Ahmet belgeleri gazeteci arkadaşı Reşad'a yayınlaması için götürecekti. Arabasını her şeyini hazırlamış yola çıkmıştı. Ama ters gitmişti bir şeyler. Arabayı çalıştırmasıyla bombanın patlaması bir oldu. Ve Ahmet Sayhan orada can verdi.

Ama bir kere dosyalar hala ortadaydı Harun Aslan dostunun ölmesi üzere daha çok hırslandı ve Reşad ile bu işi bitirmeye söz verdi. Beklediler. Daha çok bilgi edindiler. Ve nihayet o gün gelmişti.
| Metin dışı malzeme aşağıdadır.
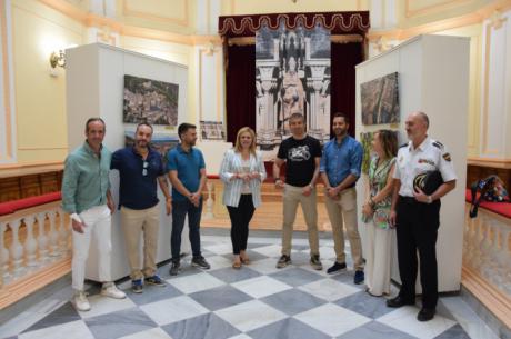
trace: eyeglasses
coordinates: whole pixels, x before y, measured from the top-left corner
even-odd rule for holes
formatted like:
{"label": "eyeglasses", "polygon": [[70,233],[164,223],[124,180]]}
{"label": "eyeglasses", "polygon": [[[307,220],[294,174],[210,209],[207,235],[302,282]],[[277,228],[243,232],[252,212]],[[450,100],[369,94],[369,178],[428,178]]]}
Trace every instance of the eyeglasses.
{"label": "eyeglasses", "polygon": [[144,177],[148,175],[148,167],[149,167],[149,162],[143,161],[142,176]]}

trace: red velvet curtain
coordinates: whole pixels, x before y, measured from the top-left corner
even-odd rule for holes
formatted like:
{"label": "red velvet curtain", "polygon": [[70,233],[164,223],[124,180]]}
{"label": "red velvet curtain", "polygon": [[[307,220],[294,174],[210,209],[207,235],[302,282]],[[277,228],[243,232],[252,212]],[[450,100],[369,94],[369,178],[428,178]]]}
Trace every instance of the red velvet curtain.
{"label": "red velvet curtain", "polygon": [[[255,47],[228,47],[227,69],[227,141],[234,142],[238,130],[244,126],[255,129]],[[347,114],[350,136],[354,137],[355,71],[363,61],[360,42],[332,43],[331,47],[331,117]]]}

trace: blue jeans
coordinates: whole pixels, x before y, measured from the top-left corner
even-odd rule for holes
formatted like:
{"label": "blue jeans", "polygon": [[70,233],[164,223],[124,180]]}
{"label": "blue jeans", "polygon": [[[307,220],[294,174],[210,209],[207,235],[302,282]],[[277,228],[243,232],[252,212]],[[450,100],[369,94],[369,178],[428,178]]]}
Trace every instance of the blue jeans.
{"label": "blue jeans", "polygon": [[189,238],[192,248],[193,257],[200,257],[200,217],[202,213],[202,198],[199,207],[194,207],[189,200],[177,201],[172,200],[172,232],[170,235],[170,250],[172,260],[180,258],[181,251],[181,233],[184,227],[184,218],[188,213]]}

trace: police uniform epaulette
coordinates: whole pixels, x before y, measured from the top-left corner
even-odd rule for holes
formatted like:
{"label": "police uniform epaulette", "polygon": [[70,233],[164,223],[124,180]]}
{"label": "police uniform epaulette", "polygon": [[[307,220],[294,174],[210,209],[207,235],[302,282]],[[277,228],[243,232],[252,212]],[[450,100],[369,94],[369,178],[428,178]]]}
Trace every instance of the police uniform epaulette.
{"label": "police uniform epaulette", "polygon": [[439,149],[443,150],[443,143],[440,142],[440,141],[433,141],[433,146],[434,146],[435,148],[439,148]]}

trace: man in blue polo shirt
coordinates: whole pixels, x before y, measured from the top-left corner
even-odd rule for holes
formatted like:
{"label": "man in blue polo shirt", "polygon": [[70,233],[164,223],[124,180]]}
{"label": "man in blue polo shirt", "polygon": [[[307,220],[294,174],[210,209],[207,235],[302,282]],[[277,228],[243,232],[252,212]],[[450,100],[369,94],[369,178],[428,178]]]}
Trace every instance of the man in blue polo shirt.
{"label": "man in blue polo shirt", "polygon": [[[142,292],[146,283],[164,286],[157,275],[156,255],[160,229],[160,209],[157,181],[166,196],[167,215],[170,215],[171,198],[164,176],[161,156],[149,147],[152,127],[140,123],[134,132],[134,146],[126,147],[112,154],[111,169],[119,170],[119,209],[124,232],[128,261],[131,267],[131,289]],[[143,233],[143,269],[140,268],[140,233]]]}
{"label": "man in blue polo shirt", "polygon": [[354,188],[360,177],[363,149],[360,142],[348,136],[350,121],[342,113],[335,113],[332,130],[335,137],[327,142],[320,162],[320,173],[323,179],[327,212],[332,225],[335,263],[327,272],[335,273],[345,269],[344,231],[353,257],[354,279],[359,285],[364,280],[362,245],[357,223],[357,190]]}
{"label": "man in blue polo shirt", "polygon": [[209,269],[200,250],[200,217],[202,213],[202,189],[206,185],[206,163],[202,152],[193,146],[197,141],[196,126],[181,123],[178,127],[181,143],[169,151],[167,170],[172,183],[172,233],[170,247],[172,266],[170,275],[180,269],[181,233],[188,215],[189,238],[192,248],[192,266]]}

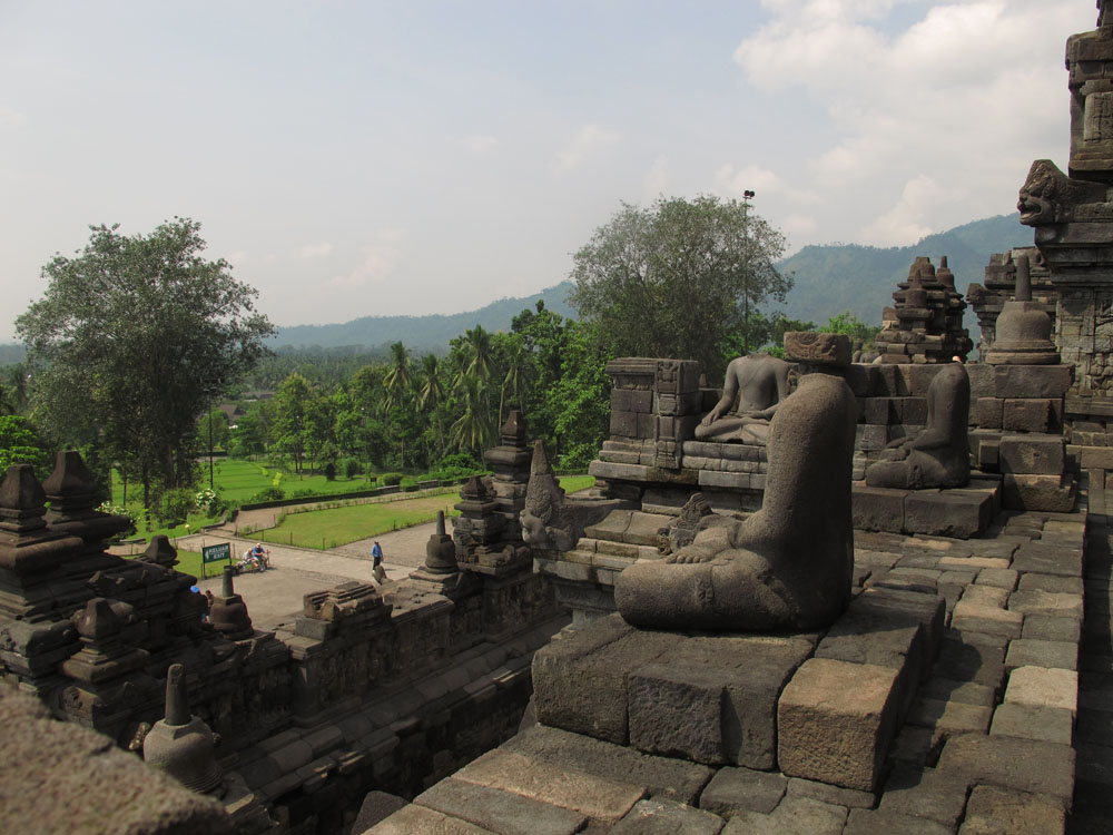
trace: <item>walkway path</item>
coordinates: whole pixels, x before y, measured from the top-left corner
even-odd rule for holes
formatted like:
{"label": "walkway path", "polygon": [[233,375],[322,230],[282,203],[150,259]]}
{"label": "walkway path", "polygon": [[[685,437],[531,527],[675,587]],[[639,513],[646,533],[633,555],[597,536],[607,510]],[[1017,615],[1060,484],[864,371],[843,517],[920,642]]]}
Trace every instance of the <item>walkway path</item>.
{"label": "walkway path", "polygon": [[[375,539],[383,547],[383,567],[390,590],[398,580],[405,579],[425,559],[425,543],[435,531],[436,523],[406,528],[384,533]],[[314,551],[308,548],[290,548],[267,543],[270,551],[270,571],[245,573],[236,578],[236,591],[244,597],[253,623],[259,629],[274,629],[282,623],[293,622],[302,611],[302,599],[311,591],[327,589],[345,580],[373,582],[371,546],[374,540],[353,542],[332,551]],[[255,540],[230,537],[217,531],[183,537],[177,540],[179,548],[199,551],[203,546],[230,542],[233,553],[240,554]],[[211,589],[219,593],[221,579],[210,577],[198,581],[204,591]]]}

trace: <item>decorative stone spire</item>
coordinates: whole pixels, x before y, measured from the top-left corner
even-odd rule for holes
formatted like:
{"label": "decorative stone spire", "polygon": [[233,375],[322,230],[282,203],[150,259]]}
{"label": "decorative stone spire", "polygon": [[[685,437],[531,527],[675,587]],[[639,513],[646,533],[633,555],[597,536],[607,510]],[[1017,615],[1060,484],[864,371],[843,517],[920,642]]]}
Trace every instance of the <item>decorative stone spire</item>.
{"label": "decorative stone spire", "polygon": [[225,638],[243,640],[255,635],[255,629],[247,613],[247,605],[244,598],[236,593],[232,577],[232,566],[225,566],[221,593],[216,597],[209,609],[209,622]]}
{"label": "decorative stone spire", "polygon": [[425,570],[433,574],[451,574],[456,571],[456,544],[444,532],[444,511],[436,511],[436,533],[425,543]]}
{"label": "decorative stone spire", "polygon": [[1057,365],[1058,351],[1051,338],[1051,317],[1032,301],[1027,255],[1016,259],[1016,291],[997,316],[996,338],[985,361],[991,365]]}
{"label": "decorative stone spire", "polygon": [[185,667],[171,664],[166,674],[166,718],[155,723],[144,739],[142,758],[186,788],[207,793],[218,788],[223,778],[214,747],[209,726],[189,713]]}

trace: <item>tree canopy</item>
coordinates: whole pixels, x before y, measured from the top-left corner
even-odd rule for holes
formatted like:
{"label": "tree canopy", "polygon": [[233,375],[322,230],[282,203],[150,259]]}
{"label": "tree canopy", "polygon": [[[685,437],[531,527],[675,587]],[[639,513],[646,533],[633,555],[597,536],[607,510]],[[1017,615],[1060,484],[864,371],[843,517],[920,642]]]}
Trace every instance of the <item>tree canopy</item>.
{"label": "tree canopy", "polygon": [[785,236],[738,200],[623,204],[574,255],[570,301],[612,356],[699,360],[712,379],[727,335],[791,288],[774,266],[784,253]]}
{"label": "tree canopy", "polygon": [[59,443],[99,446],[150,489],[193,484],[197,416],[266,351],[256,291],[206,261],[200,224],[149,235],[92,226],[85,248],[42,267],[41,299],[16,320],[31,413]]}

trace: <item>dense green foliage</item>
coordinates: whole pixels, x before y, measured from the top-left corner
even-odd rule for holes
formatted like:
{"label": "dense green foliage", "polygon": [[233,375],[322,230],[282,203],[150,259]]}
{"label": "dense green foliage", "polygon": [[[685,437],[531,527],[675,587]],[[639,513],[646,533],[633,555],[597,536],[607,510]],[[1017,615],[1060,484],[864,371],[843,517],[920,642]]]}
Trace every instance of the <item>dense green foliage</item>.
{"label": "dense green foliage", "polygon": [[[76,257],[43,268],[43,297],[16,320],[33,369],[31,414],[58,445],[92,449],[144,490],[194,487],[197,415],[263,354],[256,292],[201,257],[200,225],[150,235],[91,227]],[[96,463],[96,462],[93,462]],[[104,470],[101,470],[104,472]]]}
{"label": "dense green foliage", "polygon": [[726,366],[722,343],[792,279],[775,266],[785,236],[748,204],[702,195],[623,204],[574,255],[570,301],[599,326],[611,356],[698,360],[708,379]]}
{"label": "dense green foliage", "polygon": [[[946,255],[961,293],[982,283],[993,253],[1032,246],[1032,229],[1017,216],[1001,215],[928,235],[913,246],[879,249],[853,244],[806,246],[778,266],[792,274],[795,286],[785,302],[794,318],[823,322],[835,311],[850,311],[864,322],[880,322],[881,310],[893,305],[897,282],[908,277],[918,255],[939,266]],[[967,327],[975,320],[967,311]]]}

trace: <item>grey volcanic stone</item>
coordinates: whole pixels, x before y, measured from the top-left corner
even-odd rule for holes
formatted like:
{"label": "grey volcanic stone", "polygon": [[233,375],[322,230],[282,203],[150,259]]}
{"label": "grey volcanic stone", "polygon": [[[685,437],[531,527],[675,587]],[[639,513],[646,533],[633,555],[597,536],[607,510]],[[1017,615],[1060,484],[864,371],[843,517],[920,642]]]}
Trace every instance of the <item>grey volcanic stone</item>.
{"label": "grey volcanic stone", "polygon": [[949,363],[935,374],[927,389],[924,431],[889,444],[894,458],[868,466],[866,483],[904,490],[966,487],[971,479],[969,411],[966,369]]}
{"label": "grey volcanic stone", "polygon": [[788,778],[775,772],[720,768],[699,797],[700,808],[729,818],[736,812],[768,815],[780,803]]}
{"label": "grey volcanic stone", "polygon": [[895,733],[897,700],[894,669],[805,661],[777,707],[781,772],[873,792]]}
{"label": "grey volcanic stone", "polygon": [[627,679],[674,640],[639,632],[617,615],[560,636],[533,657],[538,721],[624,745]]}
{"label": "grey volcanic stone", "polygon": [[769,430],[761,510],[697,534],[666,560],[619,574],[629,622],[662,629],[827,626],[850,598],[850,469],[857,406],[846,383],[804,376]]}
{"label": "grey volcanic stone", "polygon": [[938,769],[971,783],[1048,795],[1070,808],[1074,749],[1068,745],[963,734],[943,748]]}
{"label": "grey volcanic stone", "polygon": [[726,822],[721,817],[654,797],[640,800],[619,821],[611,835],[718,835]]}
{"label": "grey volcanic stone", "polygon": [[975,786],[961,835],[1052,835],[1066,828],[1054,799],[996,786]]}
{"label": "grey volcanic stone", "polygon": [[572,835],[588,819],[572,809],[452,777],[417,795],[414,803],[504,835]]}
{"label": "grey volcanic stone", "polygon": [[558,768],[574,768],[607,779],[632,783],[647,794],[693,804],[711,779],[711,769],[682,759],[654,757],[558,728],[535,725],[511,737],[500,750],[518,752]]}

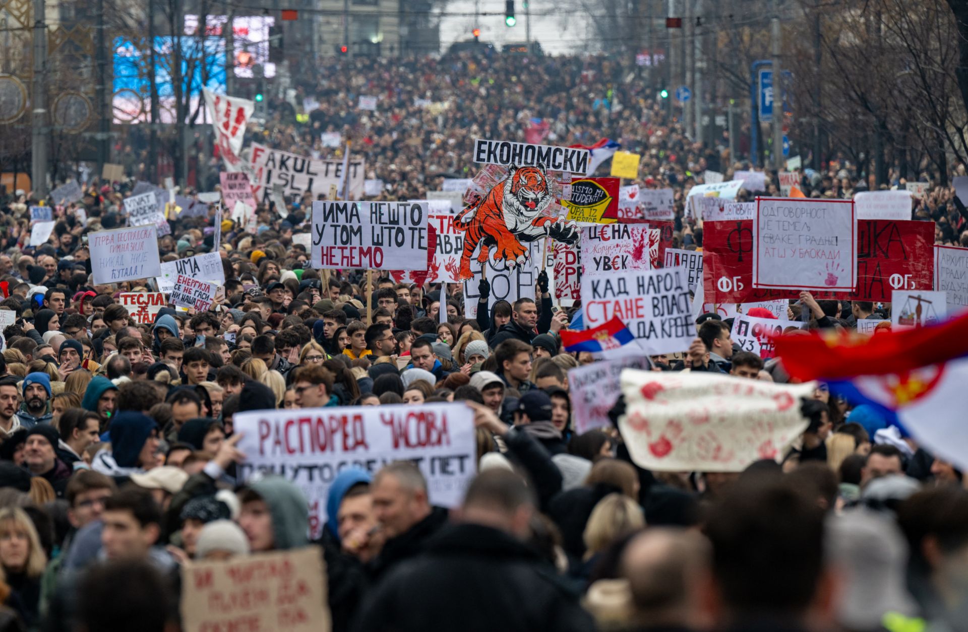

Tüm ülkeyi sarsacak haberi yapacaklardı. Harun'un ani çıkan görevi ile haber ertelenmişti. Ama maalesef Harun gittiği bölgeden beş yerden kurşun yedi. Ve yaşamını yitirdi. Aynı gün Reşad Yıldırım'ın iş yerinde patlama gerçekleşti ve içeride ki yirmi beş kişinin sadece beşi hayatta kaldı. Ve o gün gerçekler bir süreliğine toprağa gömüldü. Bunu yapanların unuttukları bir şey vardı. O toprağı mutlaka birileri kazacaktı.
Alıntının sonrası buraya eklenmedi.